Ele, que é médico prescritor de Cannabis, compra o quilo do tecido já misturado por cerca de R$ 175 —o quilo do algodão pesquisado pela 2ag custa de R$ 50 a R$ 60. As camisetas são vendidas a R$ 199.

"Muitas marcas estão começando a construir sua identidade agora para colher frutos na frente. Por enquanto, são mais espinhos do que frutos", diz Thiago Cardoso, cofundador da consultoria Kaya Mind, que produz dados sobre o mercado canábico brasileiro. A companhia estima movimentação de R$ 917,2 milhões no país até 2024, segundo relatório do início deste ano.

Para chegar ao número, a empresa estuda casos de outros países que avançaram na regulamentação e cruza dados de empresas privadas e órgãos como o IBGE e a Anvisa.

Apesar de não negar o potencial milionário, Reale, do IFRS, diz ser difícil avaliar números sem saber exatamente como foram calculados.

Outra entidade que faz projeções é a britânica Prohibition Partners.
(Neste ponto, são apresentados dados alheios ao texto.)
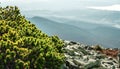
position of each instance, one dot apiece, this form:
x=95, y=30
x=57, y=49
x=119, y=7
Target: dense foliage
x=23, y=46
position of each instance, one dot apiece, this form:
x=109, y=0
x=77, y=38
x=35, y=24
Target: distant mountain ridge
x=100, y=34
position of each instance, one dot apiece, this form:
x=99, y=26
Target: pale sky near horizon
x=63, y=4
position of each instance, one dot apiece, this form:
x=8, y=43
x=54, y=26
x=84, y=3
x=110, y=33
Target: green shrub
x=23, y=46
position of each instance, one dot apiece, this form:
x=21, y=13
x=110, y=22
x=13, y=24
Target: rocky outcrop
x=80, y=56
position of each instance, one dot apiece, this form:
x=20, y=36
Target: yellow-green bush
x=23, y=46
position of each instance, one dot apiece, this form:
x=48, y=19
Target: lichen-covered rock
x=80, y=56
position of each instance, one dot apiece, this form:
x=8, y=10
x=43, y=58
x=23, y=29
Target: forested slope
x=23, y=46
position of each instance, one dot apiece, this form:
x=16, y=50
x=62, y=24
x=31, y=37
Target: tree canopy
x=23, y=46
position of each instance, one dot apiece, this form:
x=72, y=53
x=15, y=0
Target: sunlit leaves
x=23, y=46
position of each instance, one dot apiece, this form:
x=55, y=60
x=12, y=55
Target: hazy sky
x=57, y=4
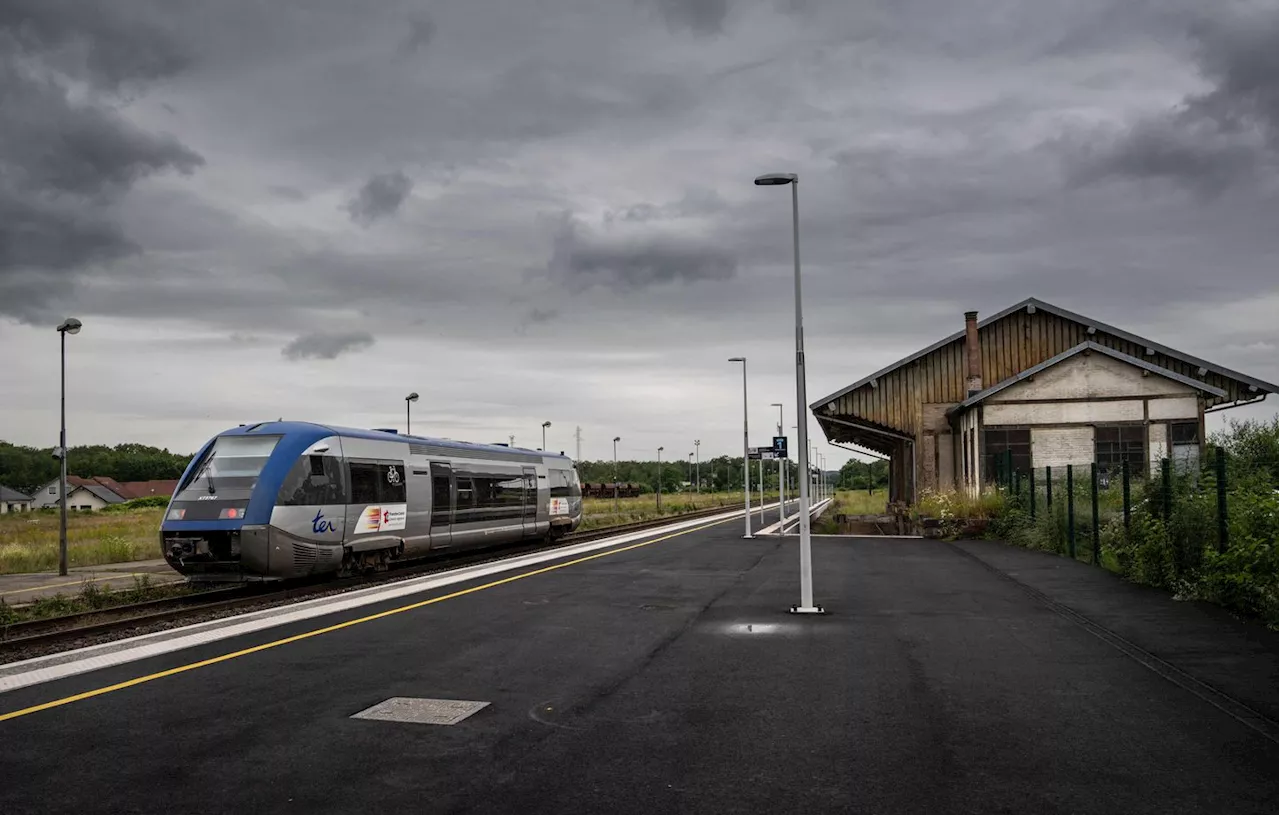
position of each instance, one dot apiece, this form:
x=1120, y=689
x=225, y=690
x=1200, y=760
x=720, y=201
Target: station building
x=1037, y=383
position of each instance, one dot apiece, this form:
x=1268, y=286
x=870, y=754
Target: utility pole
x=698, y=467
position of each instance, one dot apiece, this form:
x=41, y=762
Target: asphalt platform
x=671, y=678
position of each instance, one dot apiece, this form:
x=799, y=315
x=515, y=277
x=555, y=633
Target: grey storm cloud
x=214, y=163
x=67, y=159
x=636, y=260
x=1215, y=140
x=421, y=31
x=702, y=17
x=324, y=346
x=380, y=196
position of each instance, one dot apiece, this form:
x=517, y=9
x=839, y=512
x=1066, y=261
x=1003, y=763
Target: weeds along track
x=28, y=639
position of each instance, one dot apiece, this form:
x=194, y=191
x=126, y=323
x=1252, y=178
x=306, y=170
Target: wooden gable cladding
x=1008, y=347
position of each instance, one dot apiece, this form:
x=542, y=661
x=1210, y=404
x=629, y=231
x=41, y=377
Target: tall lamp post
x=807, y=607
x=68, y=326
x=746, y=463
x=616, y=439
x=659, y=479
x=698, y=466
x=408, y=401
x=782, y=477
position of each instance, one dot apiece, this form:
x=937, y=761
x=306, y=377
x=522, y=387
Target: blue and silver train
x=278, y=500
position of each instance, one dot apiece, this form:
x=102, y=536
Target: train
x=280, y=500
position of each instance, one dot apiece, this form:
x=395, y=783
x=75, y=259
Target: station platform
x=19, y=589
x=664, y=674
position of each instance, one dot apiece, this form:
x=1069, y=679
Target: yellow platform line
x=307, y=635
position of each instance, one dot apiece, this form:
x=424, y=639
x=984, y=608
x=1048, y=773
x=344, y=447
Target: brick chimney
x=972, y=353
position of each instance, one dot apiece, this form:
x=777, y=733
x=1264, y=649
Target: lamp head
x=775, y=179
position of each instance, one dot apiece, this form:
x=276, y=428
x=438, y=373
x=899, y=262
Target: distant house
x=99, y=491
x=13, y=500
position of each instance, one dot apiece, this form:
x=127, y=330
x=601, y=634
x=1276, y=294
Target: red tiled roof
x=128, y=490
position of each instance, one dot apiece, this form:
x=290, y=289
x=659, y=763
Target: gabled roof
x=1070, y=352
x=1066, y=315
x=146, y=489
x=96, y=489
x=12, y=495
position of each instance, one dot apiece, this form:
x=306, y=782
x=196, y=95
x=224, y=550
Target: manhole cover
x=421, y=710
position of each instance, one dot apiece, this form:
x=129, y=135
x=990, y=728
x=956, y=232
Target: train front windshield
x=227, y=474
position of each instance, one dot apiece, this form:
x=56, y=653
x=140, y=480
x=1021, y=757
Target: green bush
x=1179, y=553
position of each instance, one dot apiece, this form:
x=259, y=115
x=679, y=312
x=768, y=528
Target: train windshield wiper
x=201, y=471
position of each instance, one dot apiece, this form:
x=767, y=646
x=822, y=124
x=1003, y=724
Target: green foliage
x=27, y=468
x=718, y=475
x=854, y=475
x=1173, y=536
x=150, y=502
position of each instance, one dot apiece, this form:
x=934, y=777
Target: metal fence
x=1075, y=509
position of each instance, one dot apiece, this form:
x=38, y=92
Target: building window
x=1118, y=444
x=1004, y=447
x=1184, y=433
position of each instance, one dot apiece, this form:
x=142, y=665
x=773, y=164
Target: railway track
x=39, y=636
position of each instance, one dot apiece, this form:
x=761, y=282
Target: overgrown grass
x=1171, y=540
x=92, y=596
x=28, y=541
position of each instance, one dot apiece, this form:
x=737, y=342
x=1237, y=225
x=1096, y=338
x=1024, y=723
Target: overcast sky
x=543, y=210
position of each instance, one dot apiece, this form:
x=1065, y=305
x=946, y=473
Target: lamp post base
x=812, y=609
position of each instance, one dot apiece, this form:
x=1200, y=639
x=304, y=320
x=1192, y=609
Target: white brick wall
x=1176, y=407
x=1095, y=375
x=1059, y=447
x=1063, y=412
x=1157, y=444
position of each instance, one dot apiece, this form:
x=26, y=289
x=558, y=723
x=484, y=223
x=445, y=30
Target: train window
x=376, y=484
x=314, y=480
x=364, y=482
x=391, y=488
x=561, y=485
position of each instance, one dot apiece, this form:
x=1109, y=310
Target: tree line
x=27, y=468
x=714, y=475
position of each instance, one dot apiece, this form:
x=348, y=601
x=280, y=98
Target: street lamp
x=782, y=477
x=408, y=399
x=71, y=325
x=807, y=607
x=698, y=467
x=659, y=480
x=616, y=439
x=746, y=463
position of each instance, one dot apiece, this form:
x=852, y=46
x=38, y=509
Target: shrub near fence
x=1208, y=531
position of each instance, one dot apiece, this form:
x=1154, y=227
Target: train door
x=443, y=497
x=529, y=512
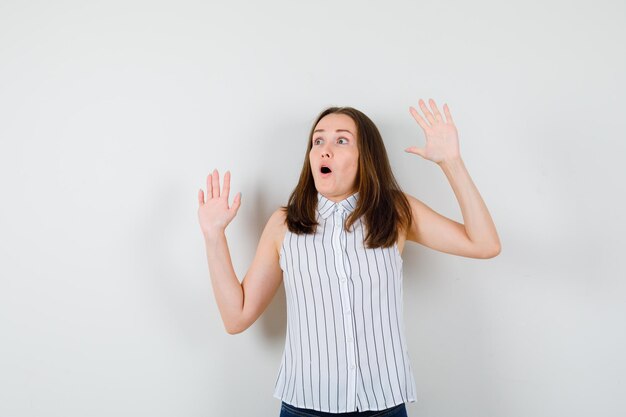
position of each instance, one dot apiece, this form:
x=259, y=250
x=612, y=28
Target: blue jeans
x=288, y=410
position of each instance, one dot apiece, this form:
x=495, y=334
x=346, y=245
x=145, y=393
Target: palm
x=442, y=140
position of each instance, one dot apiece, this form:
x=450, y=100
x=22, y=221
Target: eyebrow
x=338, y=130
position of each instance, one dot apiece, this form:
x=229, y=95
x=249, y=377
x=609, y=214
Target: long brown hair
x=381, y=202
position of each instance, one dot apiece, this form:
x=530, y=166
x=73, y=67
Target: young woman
x=337, y=248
De acordo com a segunda edição do relatório sobre a Cannabis na América Latina e no Caribe, de novembro de 2020, o setor pode crescer até US$ 824 milhões (R$ 4 bilhões) até o próximo ano.

Mulheres apontam para máquina de produtos com pôster da marca FloYou, de calcinhas absorventes feitas de cânhamo, durante a ExpoCannabis Brasil
Em parceria com a Greenie, marca de acessórios voltados ao universo canábico, FloYou expõe calcinhas absorventes na ExpoCannabis Brasil - Keiny Andrade - 15.set.23/Folhapress

O pesquisador chama atenção para as portas que a maconha pode abrir. "Precisamos pensar em um modelo que vire uma oportunidade para quem vem sofrendo com a guerra às drogas."

Rodrigues, da FloYou, uma mulher negra, vê possibilidade de reparação histórica e defende que pessoas pretas e periféricas sejam incorporadas a esse mercado como futuros profissionais. "Foi por isso que entrei nessa jornada de empreender com Cannabis."